HARI KE-1, JUMAT, 18 OKTOBER 2013.
“Persiapan Take Off”
Pagi terasa lama menjemput, malam dilewati dengan tidur tanpa mimpi seperti pada tidur malam-malam sebelumnya. Suasana Hotel masih sepi tak terdengar aktivitas berarti menyambut pagi. Mandi pagi-pagi sepertinya pilihan tepat untuk mengawali aktivitas hari ini setelah sebelumnya shalat Subuh terlebih dulu. Menunggu aktivitas selanjutnya setelah sarapan ternyata lama juga baru sekira pukul 10.45-an, panitia muncul untuk persiapan penandatanganan dan pembagian uang ($200). Alhamdulillah. Sayang sekali waktu yang tersedia berebut dengan waktu Shalat Jumat sehingga tak sempat kubaca lengkap apa yang ditandatangani, sebuah kecerobohan kecil bagiku. Aku hanya tahu angka kisaran untuk pelatihan 14 juta perincian lainnya entah untuk apa dan berapa yang jelas jumlahnya pun aku hanya tahu 60 juta koma. Bapak-bapak Shalat Jumat, sementara itu giliran ibu-ibu yang tanda tangan dan mendapatkan sama seperti kami.

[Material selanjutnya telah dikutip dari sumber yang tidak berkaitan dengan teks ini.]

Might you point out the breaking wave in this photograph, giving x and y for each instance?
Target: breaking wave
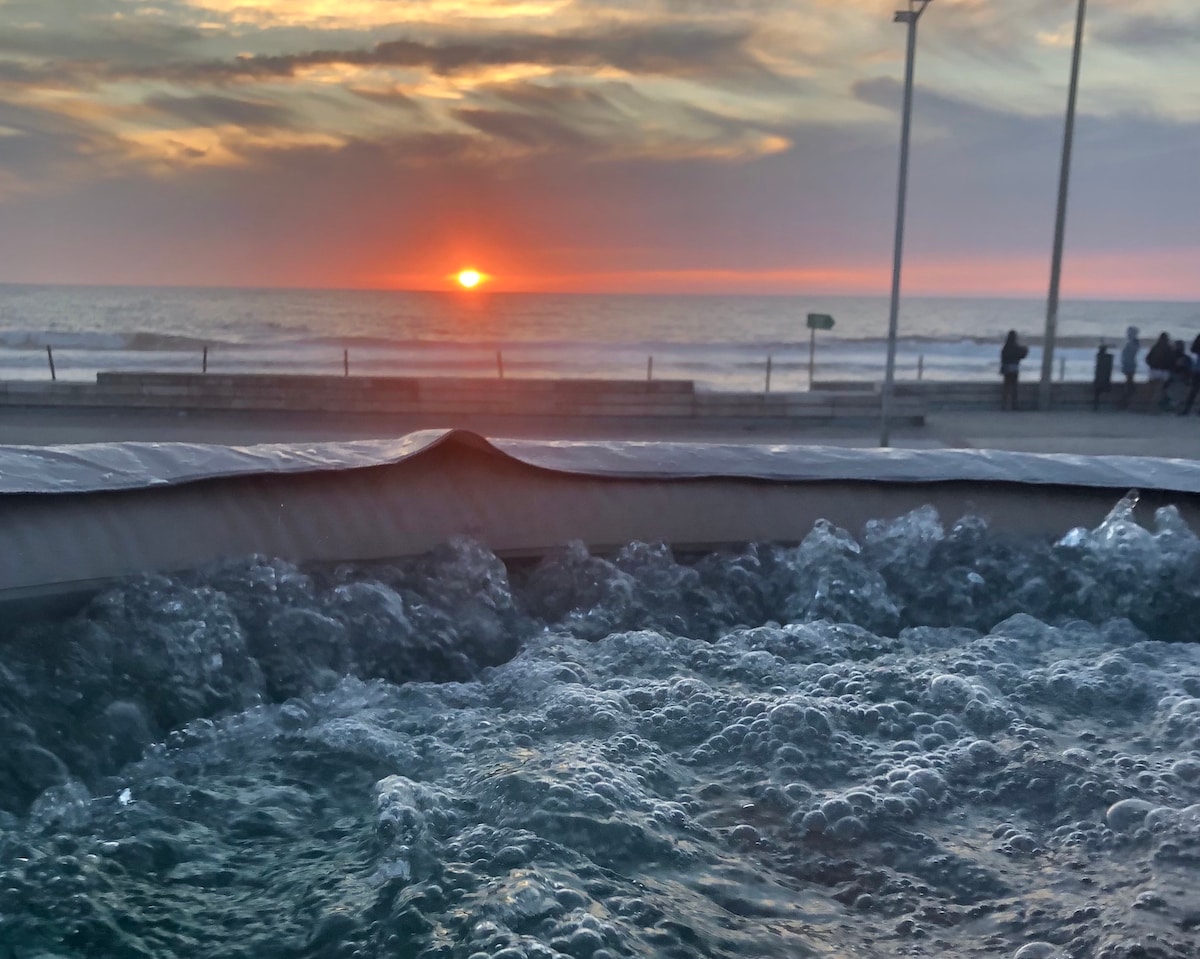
(916, 741)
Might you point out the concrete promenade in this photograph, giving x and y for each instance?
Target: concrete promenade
(1104, 432)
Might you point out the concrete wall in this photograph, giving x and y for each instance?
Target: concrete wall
(444, 396)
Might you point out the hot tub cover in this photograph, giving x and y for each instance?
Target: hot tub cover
(130, 466)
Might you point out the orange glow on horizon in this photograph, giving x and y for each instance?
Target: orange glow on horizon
(1144, 275)
(469, 279)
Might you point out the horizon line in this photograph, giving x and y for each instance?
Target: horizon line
(478, 293)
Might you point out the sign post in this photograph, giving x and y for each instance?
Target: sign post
(816, 322)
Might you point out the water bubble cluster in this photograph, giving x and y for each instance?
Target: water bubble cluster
(784, 750)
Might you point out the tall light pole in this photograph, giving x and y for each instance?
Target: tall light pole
(910, 17)
(1060, 223)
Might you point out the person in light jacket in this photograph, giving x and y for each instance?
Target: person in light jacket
(1129, 366)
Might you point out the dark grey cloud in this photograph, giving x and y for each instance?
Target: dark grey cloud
(525, 130)
(204, 111)
(657, 49)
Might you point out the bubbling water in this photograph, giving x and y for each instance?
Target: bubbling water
(921, 741)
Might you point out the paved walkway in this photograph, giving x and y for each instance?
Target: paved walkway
(1105, 432)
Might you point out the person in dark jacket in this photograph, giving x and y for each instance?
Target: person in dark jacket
(1159, 358)
(1011, 355)
(1194, 384)
(1180, 376)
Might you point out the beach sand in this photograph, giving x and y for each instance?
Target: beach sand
(1105, 432)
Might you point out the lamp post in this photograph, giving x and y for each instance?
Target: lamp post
(1060, 223)
(910, 17)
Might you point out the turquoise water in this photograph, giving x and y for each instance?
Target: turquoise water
(916, 739)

Selepas Shalat Jumat tidak ada aktivitas kecuali persiapan berangkat menuju bandara. Setiap barang para peserta dikeluarkan dan ditimbang sekadar untuk mengetahui apakah beratnya melebihi kuota atau tidak. Hasilnya, tidak ada satu pun yang melebihi kuota berat bagasi. Kami pun meluncur ke Bandara Soekarno Hatta.
Sesampainya di bandara kami berkumpul di satu sudut untuk menunggu instruksi selanjutnya. Ada yang sekadar duduk diam sambil memainkan HP, ada yang duduk berkelompok sambil berbincang, ada yang berfoto ria, bahkan ada yang terkantuk-kantuk. Tidak berapa lama, kami pun mendapatkan paspor, boarding pass, dan visa.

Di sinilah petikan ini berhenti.